BBC Earth is well-known for its stunning footage of some of Earth’s most beautiful and intriguing places. Divided into 11 episodes, Planet Earth II shows us how life exists in many of our planet’s most extreme environments. Narrated by David Attenborough, the viewer is transported up close and personal with animals, plants, and remote lands, some of which have never been filmed.
2016, Ultra HD w/HDR, Not Rated, 6 Hrs (11 episodes)
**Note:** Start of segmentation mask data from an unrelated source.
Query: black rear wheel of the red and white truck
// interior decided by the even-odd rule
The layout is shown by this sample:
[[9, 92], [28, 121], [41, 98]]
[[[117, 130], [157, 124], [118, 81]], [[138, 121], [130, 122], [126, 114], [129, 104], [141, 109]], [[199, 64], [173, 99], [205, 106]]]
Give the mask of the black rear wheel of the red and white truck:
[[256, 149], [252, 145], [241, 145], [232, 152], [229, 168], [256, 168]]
DTS-HD Master Audio 5.1, 1.78:1 Aspect Ratio
Narrated by: David Attenborough
This review may seem a bit late given that Planet Earth II was released on Blu-ray over a year ago. But I picked up the Ultra HD version a while back to use as demo material for a projector review and have been mesmerized ever since. In days of old, I journeyed to trade shows to see the latest displays and projectors. All of them showed stunning footage shot with Ultra HD cameras in extreme slow motion. I learned that this footage was rented at a cost of hundreds of dollars a minute. I suspect with the release of Planet Earth II in 4K, there will be no need to spend the money. The video on this disc is quite simply the state of the art. It doesn’t get any better. The story told by David Attenborough is equally compelling. Though the three discs total six hours, I watched them in one sitting. This video should be part of any enthusiast’s collection. Even a short demo will be the best thing you can possibly show on your new display.
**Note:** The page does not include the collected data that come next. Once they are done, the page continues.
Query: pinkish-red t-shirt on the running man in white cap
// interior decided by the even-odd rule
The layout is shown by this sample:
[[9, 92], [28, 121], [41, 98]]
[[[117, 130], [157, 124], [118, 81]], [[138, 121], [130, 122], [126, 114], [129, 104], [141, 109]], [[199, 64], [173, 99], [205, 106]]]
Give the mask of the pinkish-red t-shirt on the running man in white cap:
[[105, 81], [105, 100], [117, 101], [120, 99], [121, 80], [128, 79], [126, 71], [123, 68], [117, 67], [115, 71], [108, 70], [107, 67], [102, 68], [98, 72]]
There is no Hollywood movie that can compete with Planet Earth II’s video quality. Thanks to the latest high-res cameras and some innovative filming techniques, there isn’t a single moment when every object is not in perfect focus. The use of extended color and HDR is also unmatched. Dynamic range is seemingly without limit and the color demands a display that can show all of the DCI-P3 gamut.
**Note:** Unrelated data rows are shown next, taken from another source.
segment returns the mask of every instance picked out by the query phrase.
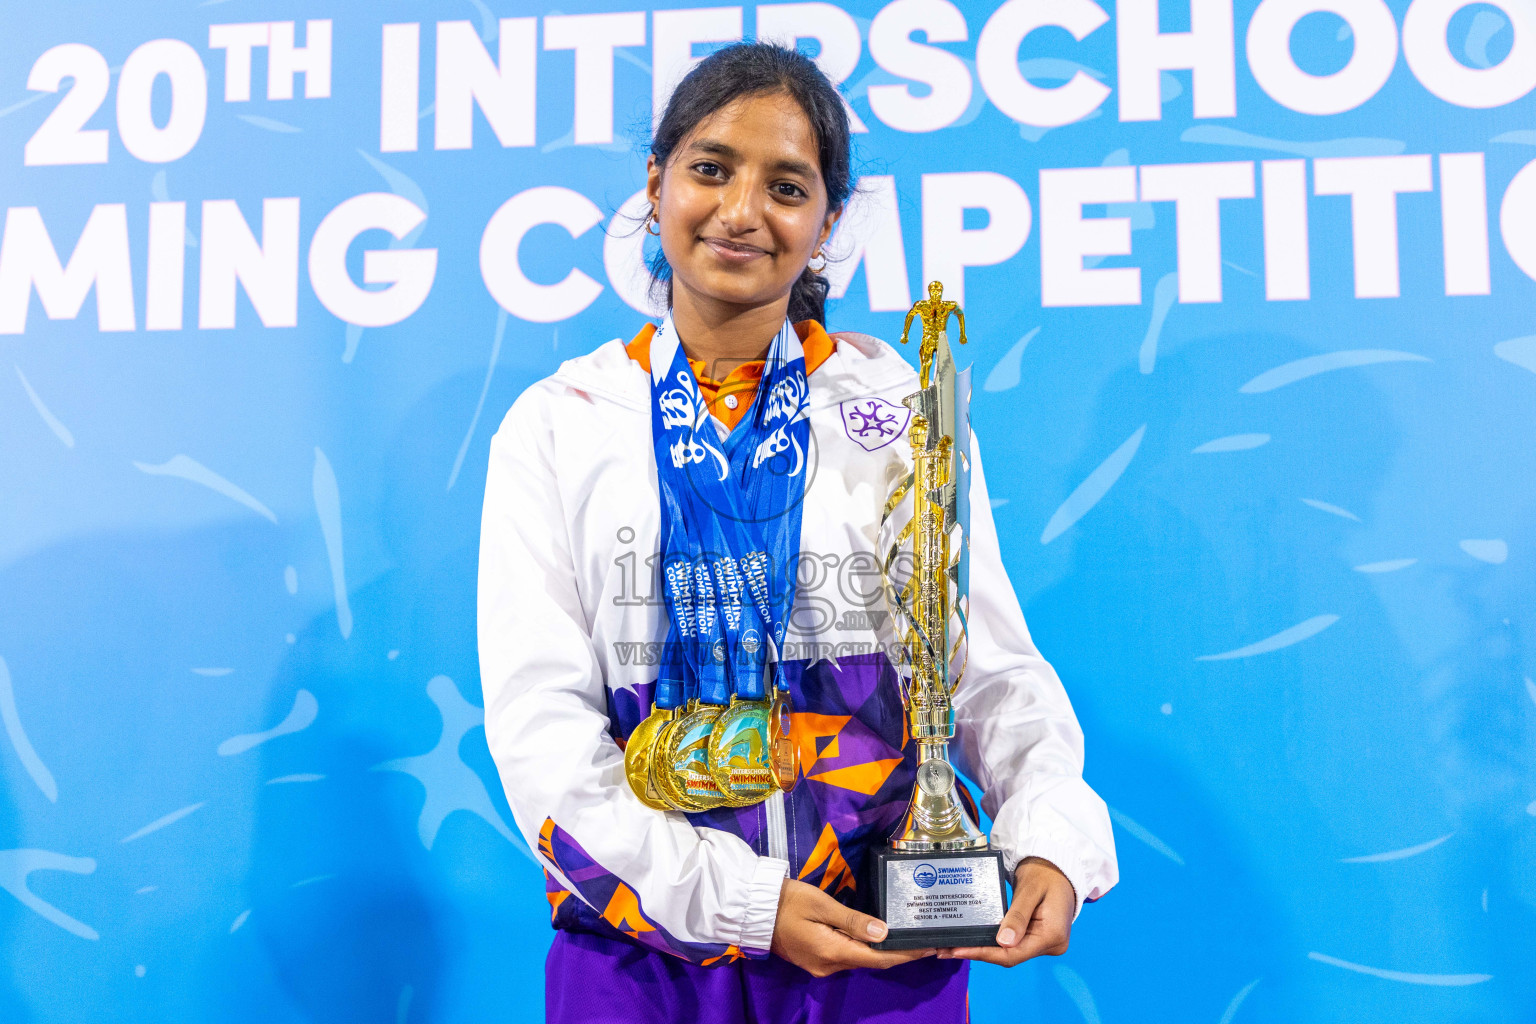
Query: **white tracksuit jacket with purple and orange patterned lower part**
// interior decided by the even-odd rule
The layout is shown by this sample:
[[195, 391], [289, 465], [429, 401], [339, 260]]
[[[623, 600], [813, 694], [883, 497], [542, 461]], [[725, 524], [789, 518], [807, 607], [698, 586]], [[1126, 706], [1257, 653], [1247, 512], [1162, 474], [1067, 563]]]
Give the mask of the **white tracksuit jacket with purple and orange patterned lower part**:
[[[693, 963], [766, 955], [788, 872], [852, 903], [914, 786], [876, 527], [911, 468], [917, 375], [883, 341], [834, 335], [809, 375], [813, 476], [785, 645], [802, 777], [763, 804], [653, 811], [624, 774], [650, 712], [667, 613], [650, 375], [622, 341], [570, 359], [492, 441], [479, 551], [485, 737], [518, 827], [545, 867], [556, 927], [624, 933]], [[1035, 649], [998, 551], [980, 461], [971, 510], [969, 663], [951, 755], [982, 789], [1009, 870], [1057, 864], [1083, 901], [1117, 880], [1083, 734]]]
Audio is of equally high quality with beautifully performed and recorded live orchestral music and clear dialog from the narrator. There are some effects from the landscape, but they remain in the background. Though it’s not Dolby Atmos or DTS:X, the viewer is completely enveloped by the sound track.
The only bonus feature is a 54-minute documentary that goes in-depth with filming techniques and some of the brutal conditions endured by the film crews. It’s a fascinating look at how the series came to be.